In the figure,$ABCD$ is a parallelogram and $BC$ is produced to a point $Q$ such that $AD = CQ$. If $AQ$ intersects $DC$ at $P$,show that $\operatorname{ar}(BPC) = \operatorname{ar}(DPQ)$. [Hint: Join $AC$.]

(N/A) We have a parallelogram $ABCD$ and $AD = CQ$.
Let us join $AC$. We know that triangles on the same base and between the same parallels are equal in area.

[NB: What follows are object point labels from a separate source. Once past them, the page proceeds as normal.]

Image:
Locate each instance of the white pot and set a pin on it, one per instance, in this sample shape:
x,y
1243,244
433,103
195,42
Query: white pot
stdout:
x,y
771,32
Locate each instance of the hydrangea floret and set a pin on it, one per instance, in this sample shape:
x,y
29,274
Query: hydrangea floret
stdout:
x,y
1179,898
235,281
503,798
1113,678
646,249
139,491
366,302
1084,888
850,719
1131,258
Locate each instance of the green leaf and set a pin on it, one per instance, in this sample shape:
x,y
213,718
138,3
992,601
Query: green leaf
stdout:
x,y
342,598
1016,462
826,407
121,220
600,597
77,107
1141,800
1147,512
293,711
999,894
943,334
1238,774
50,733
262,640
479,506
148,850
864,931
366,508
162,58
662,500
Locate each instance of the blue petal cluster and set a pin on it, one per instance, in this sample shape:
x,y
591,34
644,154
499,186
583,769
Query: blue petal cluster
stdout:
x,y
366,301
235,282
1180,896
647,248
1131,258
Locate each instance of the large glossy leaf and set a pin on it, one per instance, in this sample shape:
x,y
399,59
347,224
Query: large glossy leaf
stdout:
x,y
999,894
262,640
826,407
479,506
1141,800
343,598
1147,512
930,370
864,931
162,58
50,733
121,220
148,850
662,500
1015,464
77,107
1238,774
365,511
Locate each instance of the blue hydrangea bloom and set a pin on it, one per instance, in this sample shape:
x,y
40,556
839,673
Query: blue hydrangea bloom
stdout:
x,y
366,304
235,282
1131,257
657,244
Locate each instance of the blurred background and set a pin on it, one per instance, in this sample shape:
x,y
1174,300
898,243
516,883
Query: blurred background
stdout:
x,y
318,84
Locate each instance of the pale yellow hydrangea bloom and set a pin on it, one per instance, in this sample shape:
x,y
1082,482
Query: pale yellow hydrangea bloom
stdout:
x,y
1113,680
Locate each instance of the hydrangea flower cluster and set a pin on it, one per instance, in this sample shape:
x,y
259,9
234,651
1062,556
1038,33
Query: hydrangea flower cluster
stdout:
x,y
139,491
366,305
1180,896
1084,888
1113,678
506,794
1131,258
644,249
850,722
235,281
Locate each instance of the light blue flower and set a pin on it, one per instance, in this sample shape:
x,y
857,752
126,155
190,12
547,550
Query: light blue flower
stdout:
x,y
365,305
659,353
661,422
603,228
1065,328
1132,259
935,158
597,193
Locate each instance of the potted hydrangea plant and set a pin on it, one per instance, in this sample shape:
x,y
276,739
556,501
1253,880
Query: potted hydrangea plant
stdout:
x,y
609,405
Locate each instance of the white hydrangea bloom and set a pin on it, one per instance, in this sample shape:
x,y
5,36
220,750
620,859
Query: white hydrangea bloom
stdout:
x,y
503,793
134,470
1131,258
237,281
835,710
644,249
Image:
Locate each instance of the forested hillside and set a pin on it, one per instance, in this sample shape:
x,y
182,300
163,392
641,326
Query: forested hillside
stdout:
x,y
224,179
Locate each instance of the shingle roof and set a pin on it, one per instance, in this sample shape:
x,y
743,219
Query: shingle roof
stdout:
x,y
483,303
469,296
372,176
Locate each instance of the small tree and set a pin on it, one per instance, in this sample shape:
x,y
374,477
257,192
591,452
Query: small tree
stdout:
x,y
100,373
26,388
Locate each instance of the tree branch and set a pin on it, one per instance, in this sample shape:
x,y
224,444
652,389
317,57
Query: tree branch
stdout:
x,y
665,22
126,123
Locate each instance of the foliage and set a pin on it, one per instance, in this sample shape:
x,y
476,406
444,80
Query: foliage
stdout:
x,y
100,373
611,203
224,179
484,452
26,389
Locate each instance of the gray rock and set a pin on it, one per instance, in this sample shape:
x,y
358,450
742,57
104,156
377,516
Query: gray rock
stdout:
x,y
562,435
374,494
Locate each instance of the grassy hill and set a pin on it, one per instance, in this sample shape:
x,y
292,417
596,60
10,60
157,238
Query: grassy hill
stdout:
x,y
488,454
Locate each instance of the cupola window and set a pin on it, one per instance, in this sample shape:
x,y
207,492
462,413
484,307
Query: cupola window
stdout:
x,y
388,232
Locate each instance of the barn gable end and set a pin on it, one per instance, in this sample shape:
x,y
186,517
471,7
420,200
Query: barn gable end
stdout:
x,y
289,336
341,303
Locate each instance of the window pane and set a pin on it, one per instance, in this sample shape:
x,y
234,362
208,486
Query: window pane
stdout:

Since $\Delta ADC$ and $\Delta ABC$ are on the same base $AC$ and between the same parallels $AB$ and $DC$,we have $\operatorname{ar}(\Delta ADC) = \operatorname{ar}(\Delta ABC)$.
Also,since $AD \parallel BQ$ and $AD = CQ$,we consider $\Delta ADC$ and $\Delta QDC$. However,a more direct approach is to use the property that triangles on the same base and between the same parallels are equal in area.
Consider $\Delta ADC$ and $\Delta ACQ$. Since $AD \parallel BQ$ (as $AD \parallel BC$),$\Delta ADC$ and $\Delta ACQ$ are between the same parallels $AD$ and $BQ$. But they do not share the same base.
Let us use the property: $\operatorname{ar}(\Delta ADC) = \operatorname{ar}(\Delta ABC)$.
Adding $\operatorname{ar}(\Delta APC)$ to both sides is not helpful. Instead,consider $\Delta ADQ$ and $\Delta ACQ$. Since $AD \parallel QC$,$\operatorname{ar}(\Delta ADQ) = \operatorname{ar}(\Delta ADC)$.
Actually,the standard proof is:
$1$. $\operatorname{ar}(\Delta ADC) = \operatorname{ar}(\Delta ABC)$ (Triangles on same base $AC$ and between parallels $AB \parallel DC$)
$2$. Since $AD \parallel BQ$,$\operatorname{ar}(\Delta ADQ) = \operatorname{ar}(\Delta ACQ)$ (Triangles on same base $AQ$ and between parallels $AD \parallel BQ$ is not correct here).
Correct approach:
Since $AD \parallel BQ$,$\operatorname{ar}(\Delta ADQ) = \operatorname{ar}(\Delta ACQ)$ is false.
Correct logic: $\operatorname{ar}(\Delta ADC) = \operatorname{ar}(\Delta ACQ)$ is false.
Let's use: $\operatorname{ar}(\Delta ADQ) = \operatorname{ar}(\Delta ACQ)$ is not true.
Actually,$\operatorname{ar}(\Delta ADQ) = \operatorname{ar}(\Delta ACQ)$ is true if $AD \parallel QC$. Yes,$AD \parallel BC$,so $AD \parallel QC$. Thus,$\operatorname{ar}(\Delta ADQ) = \operatorname{ar}(\Delta ACQ)$.
Subtracting $\operatorname{ar}(\Delta APD)$ from both sides:
$\operatorname{ar}(\Delta ADQ) - \operatorname{ar}(\Delta APD) = \operatorname{ar}(\Delta ACQ) - \operatorname{ar}(\Delta APD)$
$\operatorname{ar}(\Delta DPQ) = \operatorname{ar}(\Delta APC)$
Since $\operatorname{ar}(\Delta APC) = \operatorname{ar}(\Delta BPC)$ (triangles on same base $PC$ and between parallels $AB \parallel DC$),
Therefore,$\operatorname{ar}(\Delta DPQ) = \operatorname{ar}(\Delta BPC)$.